Cloud-based digitization workflow with rich metadata acquisition for cultural heritage objects
Krzysztof Kutt, Luiz do Valle Miranda, Jakub Gomułka, Grzegorz J. Nalepa
TL;DR
The paper presents a cloud-based digitization workflow that enables domain experts to acquire rich metadata for cultural heritage objects using familiar Microsoft 365 tools, culminating in a linked data knowledge graph (TAO) populated from Excel-based metadata. It combines The Knowledge Matrix (TKM), the Standard Entries Catalog (SEC), and a Mapping system (MAP) with Office Script and Python validators, stored in SharePoint and extended into an OWL-based TAO ontology.
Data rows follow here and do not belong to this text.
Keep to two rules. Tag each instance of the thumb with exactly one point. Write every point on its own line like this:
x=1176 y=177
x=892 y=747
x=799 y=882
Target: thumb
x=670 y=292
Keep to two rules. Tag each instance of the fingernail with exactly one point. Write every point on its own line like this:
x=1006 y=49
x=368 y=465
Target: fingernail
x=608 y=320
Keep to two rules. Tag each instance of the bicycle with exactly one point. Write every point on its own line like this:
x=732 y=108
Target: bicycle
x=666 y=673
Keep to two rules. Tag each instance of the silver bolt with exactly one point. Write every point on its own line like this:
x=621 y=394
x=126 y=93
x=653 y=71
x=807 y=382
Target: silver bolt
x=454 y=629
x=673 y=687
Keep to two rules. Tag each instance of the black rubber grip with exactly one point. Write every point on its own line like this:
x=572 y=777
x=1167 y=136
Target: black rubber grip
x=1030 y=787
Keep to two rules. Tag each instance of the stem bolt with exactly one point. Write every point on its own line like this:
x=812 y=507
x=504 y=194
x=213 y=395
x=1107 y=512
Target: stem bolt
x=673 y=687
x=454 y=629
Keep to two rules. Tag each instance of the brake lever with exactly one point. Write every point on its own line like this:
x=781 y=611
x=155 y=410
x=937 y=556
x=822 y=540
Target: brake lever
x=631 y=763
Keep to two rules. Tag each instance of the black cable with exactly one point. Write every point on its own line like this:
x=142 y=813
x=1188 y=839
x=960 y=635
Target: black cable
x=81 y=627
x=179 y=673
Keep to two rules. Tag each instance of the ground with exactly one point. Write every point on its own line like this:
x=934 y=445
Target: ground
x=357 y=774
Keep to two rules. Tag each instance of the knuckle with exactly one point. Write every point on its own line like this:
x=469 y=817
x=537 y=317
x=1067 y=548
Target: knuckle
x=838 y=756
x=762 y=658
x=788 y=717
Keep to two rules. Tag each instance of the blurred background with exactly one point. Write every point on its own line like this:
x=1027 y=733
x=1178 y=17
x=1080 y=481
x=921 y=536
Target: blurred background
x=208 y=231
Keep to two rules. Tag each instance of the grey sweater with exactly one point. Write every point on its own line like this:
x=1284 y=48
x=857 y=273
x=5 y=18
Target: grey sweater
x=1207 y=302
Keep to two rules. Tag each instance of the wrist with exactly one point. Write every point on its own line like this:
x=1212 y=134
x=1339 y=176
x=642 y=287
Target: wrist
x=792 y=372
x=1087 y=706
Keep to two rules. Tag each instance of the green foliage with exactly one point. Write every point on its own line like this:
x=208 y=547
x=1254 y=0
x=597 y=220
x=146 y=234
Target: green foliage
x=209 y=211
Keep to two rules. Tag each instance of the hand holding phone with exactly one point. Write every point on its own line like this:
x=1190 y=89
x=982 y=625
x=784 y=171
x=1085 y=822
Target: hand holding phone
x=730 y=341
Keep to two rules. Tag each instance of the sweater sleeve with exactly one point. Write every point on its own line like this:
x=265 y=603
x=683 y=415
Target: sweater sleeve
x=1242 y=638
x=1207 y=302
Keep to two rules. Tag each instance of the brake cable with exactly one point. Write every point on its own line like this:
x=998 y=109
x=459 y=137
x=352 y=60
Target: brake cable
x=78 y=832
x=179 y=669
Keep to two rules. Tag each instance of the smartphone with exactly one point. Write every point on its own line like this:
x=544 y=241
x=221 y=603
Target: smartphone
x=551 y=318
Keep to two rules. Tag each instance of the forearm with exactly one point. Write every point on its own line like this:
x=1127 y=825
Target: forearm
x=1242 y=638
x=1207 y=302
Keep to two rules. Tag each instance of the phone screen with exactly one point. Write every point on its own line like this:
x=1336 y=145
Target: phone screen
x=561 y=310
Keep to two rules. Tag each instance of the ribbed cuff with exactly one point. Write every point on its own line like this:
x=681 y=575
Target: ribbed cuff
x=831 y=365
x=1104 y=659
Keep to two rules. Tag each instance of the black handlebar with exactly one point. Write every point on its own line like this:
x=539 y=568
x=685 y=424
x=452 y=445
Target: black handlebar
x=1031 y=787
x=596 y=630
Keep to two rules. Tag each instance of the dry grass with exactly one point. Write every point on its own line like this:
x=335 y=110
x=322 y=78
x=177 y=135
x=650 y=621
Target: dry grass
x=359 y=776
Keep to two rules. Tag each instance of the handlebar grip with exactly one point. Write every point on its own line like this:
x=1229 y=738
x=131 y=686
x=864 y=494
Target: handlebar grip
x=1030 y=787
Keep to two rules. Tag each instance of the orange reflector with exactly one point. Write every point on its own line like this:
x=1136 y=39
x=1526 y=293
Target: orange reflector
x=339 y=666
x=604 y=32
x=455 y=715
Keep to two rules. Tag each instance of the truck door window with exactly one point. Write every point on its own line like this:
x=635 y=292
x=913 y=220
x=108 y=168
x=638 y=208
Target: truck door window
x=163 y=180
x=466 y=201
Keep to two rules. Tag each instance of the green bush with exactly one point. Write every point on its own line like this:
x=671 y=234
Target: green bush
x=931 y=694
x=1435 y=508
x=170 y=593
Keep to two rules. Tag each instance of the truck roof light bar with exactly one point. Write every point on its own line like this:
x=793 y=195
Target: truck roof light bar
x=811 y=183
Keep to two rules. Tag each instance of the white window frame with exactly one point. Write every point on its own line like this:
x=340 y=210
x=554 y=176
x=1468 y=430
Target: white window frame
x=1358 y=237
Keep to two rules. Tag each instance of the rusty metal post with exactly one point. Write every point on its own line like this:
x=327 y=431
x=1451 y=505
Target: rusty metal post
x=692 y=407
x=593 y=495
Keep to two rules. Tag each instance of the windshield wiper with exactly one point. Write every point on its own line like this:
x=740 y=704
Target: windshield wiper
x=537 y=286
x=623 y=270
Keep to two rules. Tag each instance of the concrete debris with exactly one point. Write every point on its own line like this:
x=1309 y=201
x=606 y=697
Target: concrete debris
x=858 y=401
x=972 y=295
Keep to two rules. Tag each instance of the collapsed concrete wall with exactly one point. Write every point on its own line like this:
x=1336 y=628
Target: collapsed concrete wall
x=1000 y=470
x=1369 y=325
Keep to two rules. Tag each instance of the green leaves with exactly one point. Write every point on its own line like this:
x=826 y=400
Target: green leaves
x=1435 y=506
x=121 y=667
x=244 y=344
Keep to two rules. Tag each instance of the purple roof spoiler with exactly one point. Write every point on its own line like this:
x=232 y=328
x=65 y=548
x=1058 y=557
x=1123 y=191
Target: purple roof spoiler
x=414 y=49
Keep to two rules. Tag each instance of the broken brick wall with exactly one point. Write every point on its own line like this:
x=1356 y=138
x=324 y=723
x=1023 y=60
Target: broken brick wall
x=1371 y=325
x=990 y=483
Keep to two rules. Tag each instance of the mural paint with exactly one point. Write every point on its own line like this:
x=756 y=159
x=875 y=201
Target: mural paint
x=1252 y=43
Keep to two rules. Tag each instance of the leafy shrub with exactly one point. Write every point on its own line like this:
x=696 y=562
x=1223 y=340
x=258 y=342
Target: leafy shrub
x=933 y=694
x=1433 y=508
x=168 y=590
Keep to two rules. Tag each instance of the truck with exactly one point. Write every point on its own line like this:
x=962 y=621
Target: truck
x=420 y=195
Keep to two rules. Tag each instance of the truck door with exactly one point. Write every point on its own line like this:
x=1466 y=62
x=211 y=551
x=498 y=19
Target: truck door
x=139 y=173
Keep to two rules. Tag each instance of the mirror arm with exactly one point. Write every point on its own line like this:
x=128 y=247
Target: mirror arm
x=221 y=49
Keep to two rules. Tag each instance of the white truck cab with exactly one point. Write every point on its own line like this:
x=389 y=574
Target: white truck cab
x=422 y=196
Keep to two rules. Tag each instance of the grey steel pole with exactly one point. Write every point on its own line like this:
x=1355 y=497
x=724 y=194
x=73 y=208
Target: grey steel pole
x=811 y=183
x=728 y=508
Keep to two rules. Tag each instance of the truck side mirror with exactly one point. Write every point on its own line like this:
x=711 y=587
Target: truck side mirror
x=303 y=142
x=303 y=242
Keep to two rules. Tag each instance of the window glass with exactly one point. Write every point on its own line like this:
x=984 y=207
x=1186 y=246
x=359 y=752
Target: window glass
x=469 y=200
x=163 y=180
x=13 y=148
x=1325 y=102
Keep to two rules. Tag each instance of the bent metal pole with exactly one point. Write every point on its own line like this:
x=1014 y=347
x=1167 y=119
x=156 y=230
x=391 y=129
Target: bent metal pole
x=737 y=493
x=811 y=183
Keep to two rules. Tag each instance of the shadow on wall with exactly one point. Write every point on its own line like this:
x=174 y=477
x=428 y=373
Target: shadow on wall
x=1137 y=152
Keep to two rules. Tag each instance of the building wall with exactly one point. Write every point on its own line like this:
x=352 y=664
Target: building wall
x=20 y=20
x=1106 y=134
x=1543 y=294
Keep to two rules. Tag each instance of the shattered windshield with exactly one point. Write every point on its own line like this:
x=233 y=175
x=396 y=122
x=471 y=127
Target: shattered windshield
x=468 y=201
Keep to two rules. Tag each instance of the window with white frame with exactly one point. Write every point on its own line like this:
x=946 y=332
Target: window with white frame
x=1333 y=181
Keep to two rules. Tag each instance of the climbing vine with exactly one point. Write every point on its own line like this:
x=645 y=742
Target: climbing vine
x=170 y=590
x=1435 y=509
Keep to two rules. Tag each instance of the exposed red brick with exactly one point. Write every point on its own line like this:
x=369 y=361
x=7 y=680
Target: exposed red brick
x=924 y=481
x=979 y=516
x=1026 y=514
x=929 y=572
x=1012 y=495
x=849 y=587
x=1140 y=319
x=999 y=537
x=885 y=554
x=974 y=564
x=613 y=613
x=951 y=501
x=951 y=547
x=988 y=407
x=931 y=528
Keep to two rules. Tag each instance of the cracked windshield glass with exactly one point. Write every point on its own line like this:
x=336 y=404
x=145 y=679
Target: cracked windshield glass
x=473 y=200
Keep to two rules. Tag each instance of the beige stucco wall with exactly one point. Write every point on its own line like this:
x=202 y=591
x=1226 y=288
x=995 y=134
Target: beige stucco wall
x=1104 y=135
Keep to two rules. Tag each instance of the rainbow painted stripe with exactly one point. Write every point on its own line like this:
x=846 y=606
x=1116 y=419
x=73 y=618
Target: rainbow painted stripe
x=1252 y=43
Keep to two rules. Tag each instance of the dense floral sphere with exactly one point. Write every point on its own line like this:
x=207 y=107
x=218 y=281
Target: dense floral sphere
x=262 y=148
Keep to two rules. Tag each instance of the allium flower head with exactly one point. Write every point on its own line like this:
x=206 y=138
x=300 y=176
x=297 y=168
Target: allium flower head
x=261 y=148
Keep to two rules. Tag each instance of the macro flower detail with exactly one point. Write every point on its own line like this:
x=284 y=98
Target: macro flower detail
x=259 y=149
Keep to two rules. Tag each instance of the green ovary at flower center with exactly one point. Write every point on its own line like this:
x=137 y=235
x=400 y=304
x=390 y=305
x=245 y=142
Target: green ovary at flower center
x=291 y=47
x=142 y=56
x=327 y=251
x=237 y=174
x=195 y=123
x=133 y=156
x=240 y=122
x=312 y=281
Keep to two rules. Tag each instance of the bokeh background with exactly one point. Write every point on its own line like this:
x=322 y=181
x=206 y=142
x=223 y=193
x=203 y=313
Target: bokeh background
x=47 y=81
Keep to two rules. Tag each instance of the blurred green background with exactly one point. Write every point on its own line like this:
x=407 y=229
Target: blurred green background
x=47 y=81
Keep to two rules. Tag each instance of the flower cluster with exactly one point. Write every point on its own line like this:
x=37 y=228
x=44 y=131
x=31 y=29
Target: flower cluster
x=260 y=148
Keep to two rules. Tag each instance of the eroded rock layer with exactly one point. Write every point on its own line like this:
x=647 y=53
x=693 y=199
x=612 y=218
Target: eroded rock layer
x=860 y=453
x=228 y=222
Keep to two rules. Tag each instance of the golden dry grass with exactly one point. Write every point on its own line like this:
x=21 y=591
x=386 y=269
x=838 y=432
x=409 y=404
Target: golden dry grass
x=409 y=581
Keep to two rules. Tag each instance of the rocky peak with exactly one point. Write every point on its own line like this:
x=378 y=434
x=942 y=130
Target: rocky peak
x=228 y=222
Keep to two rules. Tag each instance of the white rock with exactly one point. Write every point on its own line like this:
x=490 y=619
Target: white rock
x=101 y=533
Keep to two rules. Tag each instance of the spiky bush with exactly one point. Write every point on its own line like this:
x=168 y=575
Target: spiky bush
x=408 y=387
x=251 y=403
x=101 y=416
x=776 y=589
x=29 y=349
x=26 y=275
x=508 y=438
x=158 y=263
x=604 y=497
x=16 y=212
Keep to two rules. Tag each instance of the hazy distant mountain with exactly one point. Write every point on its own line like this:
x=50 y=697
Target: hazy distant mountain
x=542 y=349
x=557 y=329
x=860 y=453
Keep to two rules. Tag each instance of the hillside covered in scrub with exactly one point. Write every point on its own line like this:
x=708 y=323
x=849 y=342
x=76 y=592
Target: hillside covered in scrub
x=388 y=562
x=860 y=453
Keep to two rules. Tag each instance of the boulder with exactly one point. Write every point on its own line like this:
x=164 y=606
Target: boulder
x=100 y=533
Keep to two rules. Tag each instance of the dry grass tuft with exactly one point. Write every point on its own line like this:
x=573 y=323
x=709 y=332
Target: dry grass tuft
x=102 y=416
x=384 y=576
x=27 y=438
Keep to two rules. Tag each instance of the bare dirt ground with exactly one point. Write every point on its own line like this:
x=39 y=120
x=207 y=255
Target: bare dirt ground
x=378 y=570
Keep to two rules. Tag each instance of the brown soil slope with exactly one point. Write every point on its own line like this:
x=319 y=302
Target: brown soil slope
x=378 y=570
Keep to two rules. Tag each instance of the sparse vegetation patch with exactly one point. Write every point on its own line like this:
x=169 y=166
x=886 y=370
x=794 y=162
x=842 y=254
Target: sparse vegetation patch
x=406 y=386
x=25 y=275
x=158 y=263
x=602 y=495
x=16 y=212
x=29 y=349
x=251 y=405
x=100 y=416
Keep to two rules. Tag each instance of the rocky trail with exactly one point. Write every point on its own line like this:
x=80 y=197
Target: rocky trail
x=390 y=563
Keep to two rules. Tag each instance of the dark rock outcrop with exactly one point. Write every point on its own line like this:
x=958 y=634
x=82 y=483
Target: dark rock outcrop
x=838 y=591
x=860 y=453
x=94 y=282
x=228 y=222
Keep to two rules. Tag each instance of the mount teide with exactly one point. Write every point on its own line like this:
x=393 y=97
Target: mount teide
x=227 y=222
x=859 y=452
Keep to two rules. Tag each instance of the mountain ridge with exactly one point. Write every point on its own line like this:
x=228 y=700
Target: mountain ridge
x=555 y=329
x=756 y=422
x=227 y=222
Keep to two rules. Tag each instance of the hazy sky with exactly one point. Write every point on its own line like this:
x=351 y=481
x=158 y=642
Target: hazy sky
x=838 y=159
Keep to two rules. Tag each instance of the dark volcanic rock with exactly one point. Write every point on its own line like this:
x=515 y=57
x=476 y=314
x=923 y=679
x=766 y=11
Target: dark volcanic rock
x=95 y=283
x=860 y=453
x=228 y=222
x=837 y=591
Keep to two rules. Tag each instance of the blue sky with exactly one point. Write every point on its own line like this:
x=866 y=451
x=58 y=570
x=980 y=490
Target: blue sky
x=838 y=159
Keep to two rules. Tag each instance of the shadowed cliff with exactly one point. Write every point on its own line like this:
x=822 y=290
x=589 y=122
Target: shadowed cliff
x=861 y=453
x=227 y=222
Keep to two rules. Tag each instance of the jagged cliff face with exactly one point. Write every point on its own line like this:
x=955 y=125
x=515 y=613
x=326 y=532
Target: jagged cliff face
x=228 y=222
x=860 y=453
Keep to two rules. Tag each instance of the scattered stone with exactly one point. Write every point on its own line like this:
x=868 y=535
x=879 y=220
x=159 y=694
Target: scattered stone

Evaluation across two pilots and two workshops demonstrates the approach's practicality, yielding a large, queryable knowledge base and confirming usability for the Jagiellonian Library while remaining compatible with existing workflows. The work offers a scalable, accessible methodology for GLAM institutions to enrich metadata and enable interoperable, RDF-based representations of their collections.
Abstract
In response to several cultural heritage initiatives at the Jagiellonian University, we developed a new digitization workflow in collaboration with the Jagiellonian Library (JL). The solution is based on easy-to-access technological solutions -- Microsoft 365 cloud with MS Excel files as metadata acquisition interfaces, Office Script for validation, and MS Sharepoint for storage -- that allows metadata acquisition by domain experts regardless of their experience with information systems. The ultimate goal is to create a knowledge graph that describes the analyzed collections, linked to general knowledge bases, as well as to other cultural heritage collections, so careful attention is paid to the high accuracy of metadata and proper links to external sources. The workflow was evaluated in two pilot studies and in two workshops, which allowed for its refinement and confirmation of its correctness and usability for JL. The knowledge graph created as a result of these pilot studies was made available in a public git repository. As the proposed workflow does not interfere with existing systems or domain guidelines regarding digitization and basic metadata collection in a given institution, but extends them in order to enable rich metadata collection, not previously possible, we believe that it could be of interest to all GLAMs.